小説:猫は粘性流体だ、などの言葉の塊(450文字)
猫は粘性流体だという話をする。
「ユルゲヌス-ブブッティ反応」はウォーレン・ユルゲヌスとセルゲイル・ブブッティの二人により発見された反応だ。
ごく簡単に説明すると、ベルヌーイの定理の切れ端を梃子の原理で炒めた反応物を反物質にスパッタリングし、そこに析出した薄膜を野良猫に踏ませたときの反応のことを意味する。
猫の鳴き声は通例「カメカメカメカメー」なのであるが、奇跡的に「ニャー」あるいは「ミャー」になるケースが散見されている。ただし論証はなされていない。言うまでもないことだが、ヒロシ・イドガウラの手稿はその試みに失敗している。
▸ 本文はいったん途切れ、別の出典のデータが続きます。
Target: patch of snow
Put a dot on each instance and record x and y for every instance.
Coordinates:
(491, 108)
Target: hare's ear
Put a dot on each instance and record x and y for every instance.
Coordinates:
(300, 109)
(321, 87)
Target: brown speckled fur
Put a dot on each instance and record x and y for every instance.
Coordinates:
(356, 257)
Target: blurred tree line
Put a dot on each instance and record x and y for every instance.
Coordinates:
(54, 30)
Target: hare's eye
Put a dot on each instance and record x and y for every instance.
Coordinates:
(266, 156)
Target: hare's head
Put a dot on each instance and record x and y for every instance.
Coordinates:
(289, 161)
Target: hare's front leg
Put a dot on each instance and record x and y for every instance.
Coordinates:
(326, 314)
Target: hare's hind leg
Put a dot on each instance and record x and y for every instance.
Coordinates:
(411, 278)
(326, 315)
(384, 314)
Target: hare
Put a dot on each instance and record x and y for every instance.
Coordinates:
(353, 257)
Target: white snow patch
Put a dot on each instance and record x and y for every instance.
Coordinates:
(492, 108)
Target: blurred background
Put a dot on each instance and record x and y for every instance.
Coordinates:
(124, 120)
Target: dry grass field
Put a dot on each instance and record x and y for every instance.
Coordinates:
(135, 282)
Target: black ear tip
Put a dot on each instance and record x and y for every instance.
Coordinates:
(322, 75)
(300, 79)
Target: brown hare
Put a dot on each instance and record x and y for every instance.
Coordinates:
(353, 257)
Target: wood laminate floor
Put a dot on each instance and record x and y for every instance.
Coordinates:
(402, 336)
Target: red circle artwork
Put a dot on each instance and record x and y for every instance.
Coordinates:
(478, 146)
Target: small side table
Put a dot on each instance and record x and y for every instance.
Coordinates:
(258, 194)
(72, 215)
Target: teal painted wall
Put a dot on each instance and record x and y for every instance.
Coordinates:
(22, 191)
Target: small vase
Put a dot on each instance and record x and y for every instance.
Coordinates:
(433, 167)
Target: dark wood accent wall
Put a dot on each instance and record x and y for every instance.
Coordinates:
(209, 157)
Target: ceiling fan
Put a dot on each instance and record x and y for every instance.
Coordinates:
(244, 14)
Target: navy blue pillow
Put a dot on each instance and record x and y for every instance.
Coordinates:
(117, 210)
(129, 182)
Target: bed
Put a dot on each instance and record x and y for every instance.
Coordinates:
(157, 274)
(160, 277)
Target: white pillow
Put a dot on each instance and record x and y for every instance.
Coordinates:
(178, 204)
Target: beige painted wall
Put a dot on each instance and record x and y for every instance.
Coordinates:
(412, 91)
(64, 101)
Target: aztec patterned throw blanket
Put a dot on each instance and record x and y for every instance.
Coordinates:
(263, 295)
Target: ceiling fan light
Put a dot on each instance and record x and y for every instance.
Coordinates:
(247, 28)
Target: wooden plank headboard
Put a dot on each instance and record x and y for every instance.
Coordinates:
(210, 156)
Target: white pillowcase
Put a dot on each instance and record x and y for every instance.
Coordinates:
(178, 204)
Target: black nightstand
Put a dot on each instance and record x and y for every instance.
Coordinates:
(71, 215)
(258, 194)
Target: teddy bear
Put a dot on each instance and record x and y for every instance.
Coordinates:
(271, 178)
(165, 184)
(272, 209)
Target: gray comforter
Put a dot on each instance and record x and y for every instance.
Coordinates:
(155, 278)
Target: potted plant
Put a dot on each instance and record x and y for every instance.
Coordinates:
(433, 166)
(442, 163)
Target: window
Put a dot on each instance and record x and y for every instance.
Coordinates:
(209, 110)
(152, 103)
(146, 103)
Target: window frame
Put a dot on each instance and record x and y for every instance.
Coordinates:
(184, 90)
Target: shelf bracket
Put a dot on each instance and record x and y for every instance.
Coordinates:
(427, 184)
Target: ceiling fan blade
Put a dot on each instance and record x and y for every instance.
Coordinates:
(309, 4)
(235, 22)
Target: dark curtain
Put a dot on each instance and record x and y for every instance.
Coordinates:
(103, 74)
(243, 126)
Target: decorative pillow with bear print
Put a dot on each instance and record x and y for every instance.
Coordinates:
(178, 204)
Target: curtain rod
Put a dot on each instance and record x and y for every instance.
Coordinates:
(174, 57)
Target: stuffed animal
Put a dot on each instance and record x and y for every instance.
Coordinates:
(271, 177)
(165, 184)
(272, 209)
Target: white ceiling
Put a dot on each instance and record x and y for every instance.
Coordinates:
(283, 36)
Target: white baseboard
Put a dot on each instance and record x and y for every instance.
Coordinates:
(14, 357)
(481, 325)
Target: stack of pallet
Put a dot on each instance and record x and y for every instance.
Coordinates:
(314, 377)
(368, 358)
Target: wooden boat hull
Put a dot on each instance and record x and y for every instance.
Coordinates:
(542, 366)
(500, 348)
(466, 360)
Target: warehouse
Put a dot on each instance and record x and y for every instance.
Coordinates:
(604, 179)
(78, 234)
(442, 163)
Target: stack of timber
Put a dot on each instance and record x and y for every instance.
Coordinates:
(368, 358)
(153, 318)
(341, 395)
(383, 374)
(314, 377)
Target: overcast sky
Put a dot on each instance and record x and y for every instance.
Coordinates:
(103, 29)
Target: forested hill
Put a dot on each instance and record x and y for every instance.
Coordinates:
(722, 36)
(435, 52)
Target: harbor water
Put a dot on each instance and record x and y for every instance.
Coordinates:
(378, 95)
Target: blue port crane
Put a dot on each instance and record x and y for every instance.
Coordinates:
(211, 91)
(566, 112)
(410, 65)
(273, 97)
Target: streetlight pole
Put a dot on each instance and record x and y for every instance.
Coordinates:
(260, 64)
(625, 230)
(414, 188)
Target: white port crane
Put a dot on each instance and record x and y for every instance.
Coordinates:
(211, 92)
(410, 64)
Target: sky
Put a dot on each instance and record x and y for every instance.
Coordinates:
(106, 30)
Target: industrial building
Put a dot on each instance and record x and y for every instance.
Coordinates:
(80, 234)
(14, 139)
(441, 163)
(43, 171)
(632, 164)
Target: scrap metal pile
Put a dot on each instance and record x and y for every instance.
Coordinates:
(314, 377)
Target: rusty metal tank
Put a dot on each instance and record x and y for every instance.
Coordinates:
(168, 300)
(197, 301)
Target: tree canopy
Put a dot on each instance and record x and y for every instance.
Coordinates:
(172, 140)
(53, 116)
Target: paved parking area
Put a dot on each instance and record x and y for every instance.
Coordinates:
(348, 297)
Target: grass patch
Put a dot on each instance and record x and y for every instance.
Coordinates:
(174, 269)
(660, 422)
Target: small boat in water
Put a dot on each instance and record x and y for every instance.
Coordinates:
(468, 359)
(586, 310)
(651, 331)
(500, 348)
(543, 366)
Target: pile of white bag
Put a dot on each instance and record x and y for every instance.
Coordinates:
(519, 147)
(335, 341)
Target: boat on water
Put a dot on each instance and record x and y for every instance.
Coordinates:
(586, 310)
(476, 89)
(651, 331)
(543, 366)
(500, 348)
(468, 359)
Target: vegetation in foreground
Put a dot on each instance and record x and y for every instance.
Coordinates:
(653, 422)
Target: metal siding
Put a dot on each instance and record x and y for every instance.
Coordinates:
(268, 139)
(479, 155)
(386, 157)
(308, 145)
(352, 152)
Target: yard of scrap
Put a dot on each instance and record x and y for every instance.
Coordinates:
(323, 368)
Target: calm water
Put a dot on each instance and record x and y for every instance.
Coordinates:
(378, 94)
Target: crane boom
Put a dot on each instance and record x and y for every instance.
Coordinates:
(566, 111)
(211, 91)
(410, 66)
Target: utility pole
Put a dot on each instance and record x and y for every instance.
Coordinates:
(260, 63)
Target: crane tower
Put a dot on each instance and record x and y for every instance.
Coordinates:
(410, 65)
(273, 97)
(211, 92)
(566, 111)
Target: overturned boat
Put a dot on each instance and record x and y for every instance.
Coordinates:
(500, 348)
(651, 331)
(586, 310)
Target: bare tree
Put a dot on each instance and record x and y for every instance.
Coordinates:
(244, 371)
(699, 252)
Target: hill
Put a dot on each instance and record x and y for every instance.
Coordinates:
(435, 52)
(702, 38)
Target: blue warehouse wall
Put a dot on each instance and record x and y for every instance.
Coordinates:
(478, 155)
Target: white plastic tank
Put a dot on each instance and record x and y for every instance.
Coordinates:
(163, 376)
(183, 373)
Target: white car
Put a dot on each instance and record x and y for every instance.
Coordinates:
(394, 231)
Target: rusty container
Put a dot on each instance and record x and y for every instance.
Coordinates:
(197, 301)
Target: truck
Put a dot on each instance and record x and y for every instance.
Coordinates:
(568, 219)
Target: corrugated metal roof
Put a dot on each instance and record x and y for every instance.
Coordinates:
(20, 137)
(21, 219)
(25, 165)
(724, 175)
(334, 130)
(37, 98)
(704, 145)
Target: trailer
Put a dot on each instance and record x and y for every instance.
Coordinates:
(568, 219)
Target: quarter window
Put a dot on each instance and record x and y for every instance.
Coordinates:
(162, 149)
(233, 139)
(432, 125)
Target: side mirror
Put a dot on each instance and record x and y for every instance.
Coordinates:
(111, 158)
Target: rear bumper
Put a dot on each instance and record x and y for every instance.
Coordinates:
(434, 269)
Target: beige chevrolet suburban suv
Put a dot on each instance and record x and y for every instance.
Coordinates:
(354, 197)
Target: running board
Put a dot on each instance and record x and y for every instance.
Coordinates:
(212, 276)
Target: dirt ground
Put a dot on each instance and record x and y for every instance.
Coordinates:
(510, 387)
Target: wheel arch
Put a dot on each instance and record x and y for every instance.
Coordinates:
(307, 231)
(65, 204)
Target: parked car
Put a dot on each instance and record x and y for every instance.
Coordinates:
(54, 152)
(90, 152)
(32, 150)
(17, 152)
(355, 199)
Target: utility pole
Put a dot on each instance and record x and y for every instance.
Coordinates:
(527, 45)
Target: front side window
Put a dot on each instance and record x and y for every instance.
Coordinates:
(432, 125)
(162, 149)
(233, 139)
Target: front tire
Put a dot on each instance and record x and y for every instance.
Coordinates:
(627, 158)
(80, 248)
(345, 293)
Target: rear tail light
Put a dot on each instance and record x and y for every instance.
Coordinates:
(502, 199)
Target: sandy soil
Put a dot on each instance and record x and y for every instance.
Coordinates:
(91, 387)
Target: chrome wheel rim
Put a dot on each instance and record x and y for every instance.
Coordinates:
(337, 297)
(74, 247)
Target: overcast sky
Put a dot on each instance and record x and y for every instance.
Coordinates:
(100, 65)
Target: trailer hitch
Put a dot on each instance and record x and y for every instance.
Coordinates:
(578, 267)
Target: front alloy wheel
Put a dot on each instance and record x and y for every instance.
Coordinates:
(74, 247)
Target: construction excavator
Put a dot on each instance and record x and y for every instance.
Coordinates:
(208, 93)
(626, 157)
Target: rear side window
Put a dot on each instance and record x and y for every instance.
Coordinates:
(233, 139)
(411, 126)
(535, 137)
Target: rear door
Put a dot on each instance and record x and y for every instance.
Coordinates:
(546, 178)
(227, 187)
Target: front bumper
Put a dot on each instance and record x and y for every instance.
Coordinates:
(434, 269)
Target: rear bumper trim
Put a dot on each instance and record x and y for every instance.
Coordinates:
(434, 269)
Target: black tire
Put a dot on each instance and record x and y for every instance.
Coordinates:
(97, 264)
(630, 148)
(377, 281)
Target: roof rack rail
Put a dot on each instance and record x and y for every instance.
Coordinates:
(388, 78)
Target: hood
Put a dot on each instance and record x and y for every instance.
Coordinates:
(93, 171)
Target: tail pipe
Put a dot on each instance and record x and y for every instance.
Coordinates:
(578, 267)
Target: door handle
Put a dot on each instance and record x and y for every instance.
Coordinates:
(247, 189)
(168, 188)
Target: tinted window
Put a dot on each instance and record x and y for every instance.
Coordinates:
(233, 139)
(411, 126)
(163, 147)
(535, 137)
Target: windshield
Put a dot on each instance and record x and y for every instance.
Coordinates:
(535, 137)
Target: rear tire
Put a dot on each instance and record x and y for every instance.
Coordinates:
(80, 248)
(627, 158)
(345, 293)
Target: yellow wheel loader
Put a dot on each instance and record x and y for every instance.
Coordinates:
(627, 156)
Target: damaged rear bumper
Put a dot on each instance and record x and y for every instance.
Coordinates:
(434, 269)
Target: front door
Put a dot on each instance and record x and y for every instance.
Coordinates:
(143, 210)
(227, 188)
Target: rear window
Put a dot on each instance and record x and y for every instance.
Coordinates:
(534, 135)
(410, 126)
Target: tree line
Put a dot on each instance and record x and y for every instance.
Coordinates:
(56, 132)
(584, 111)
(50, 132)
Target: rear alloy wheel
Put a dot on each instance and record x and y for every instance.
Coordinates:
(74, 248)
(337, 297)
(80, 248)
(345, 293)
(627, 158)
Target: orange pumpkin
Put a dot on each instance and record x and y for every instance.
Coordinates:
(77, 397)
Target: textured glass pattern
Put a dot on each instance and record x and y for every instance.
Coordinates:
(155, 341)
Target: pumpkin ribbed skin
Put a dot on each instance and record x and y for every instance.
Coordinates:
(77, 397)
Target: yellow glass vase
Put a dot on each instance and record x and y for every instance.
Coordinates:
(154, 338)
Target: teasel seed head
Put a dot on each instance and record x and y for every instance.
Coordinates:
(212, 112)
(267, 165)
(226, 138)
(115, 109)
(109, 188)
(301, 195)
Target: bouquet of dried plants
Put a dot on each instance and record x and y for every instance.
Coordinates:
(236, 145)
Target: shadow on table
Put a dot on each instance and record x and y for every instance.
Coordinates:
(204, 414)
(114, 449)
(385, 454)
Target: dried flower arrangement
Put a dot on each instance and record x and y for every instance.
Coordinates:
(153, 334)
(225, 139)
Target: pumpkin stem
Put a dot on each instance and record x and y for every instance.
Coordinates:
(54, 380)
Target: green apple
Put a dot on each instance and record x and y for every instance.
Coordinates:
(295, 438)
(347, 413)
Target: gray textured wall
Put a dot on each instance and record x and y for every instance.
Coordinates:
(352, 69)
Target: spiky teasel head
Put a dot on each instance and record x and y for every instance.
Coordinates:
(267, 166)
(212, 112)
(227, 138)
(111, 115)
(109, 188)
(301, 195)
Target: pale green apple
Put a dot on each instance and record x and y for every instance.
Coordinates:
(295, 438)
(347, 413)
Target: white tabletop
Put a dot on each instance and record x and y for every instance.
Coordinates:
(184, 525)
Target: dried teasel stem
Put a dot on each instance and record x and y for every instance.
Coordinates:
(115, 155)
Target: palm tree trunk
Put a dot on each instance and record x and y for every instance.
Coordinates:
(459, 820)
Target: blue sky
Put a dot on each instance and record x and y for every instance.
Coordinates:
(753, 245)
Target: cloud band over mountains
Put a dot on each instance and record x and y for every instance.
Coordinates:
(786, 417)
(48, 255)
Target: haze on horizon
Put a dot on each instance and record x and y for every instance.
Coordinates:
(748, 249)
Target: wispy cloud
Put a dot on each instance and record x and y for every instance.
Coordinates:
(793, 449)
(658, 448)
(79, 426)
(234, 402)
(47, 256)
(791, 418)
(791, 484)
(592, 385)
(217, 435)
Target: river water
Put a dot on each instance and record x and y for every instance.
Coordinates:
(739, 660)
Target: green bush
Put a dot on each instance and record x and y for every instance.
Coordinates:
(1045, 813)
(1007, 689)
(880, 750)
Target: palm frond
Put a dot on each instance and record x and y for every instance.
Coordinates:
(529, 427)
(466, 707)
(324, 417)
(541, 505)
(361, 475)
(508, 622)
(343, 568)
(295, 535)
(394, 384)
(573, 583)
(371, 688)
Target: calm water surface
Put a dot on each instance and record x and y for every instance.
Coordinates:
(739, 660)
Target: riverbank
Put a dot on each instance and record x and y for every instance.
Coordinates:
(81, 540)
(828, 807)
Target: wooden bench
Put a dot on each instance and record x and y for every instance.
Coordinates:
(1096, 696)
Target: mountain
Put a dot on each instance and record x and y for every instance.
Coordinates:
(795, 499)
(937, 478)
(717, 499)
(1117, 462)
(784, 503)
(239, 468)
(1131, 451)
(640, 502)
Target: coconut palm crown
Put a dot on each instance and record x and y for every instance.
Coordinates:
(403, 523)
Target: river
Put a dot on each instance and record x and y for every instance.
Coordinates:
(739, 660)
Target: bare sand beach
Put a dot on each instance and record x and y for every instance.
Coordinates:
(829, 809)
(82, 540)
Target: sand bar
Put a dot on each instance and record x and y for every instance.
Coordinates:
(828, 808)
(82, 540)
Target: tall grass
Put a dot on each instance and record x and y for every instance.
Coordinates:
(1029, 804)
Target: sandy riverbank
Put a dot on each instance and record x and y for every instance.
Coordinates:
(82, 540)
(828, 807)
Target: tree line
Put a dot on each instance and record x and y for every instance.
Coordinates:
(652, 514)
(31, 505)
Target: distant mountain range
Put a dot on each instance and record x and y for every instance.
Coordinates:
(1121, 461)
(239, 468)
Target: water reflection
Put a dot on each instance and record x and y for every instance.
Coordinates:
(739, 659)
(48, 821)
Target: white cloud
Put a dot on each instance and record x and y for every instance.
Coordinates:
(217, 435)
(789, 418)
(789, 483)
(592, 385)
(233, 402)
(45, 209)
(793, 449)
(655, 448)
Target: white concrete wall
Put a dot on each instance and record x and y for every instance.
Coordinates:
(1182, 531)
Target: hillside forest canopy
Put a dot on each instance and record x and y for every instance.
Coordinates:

海沿いの唐揚げにミジンコをまぶし、夢の枕元にそっと置く。フェルマータで固められた6階は生命に濁点をつけて踊り狂う。
やはり間違いない。
スニーカーを巡る意識は、スニーカーへの意識ではなかった。
スニーカーに対する意識は、スニーカーからの意識を意味し、ドルフィンキックでしびれてみたいな、という願望は官能性を最大化するのであった。
そこまで書いて、彼はあくびを噛み殺した。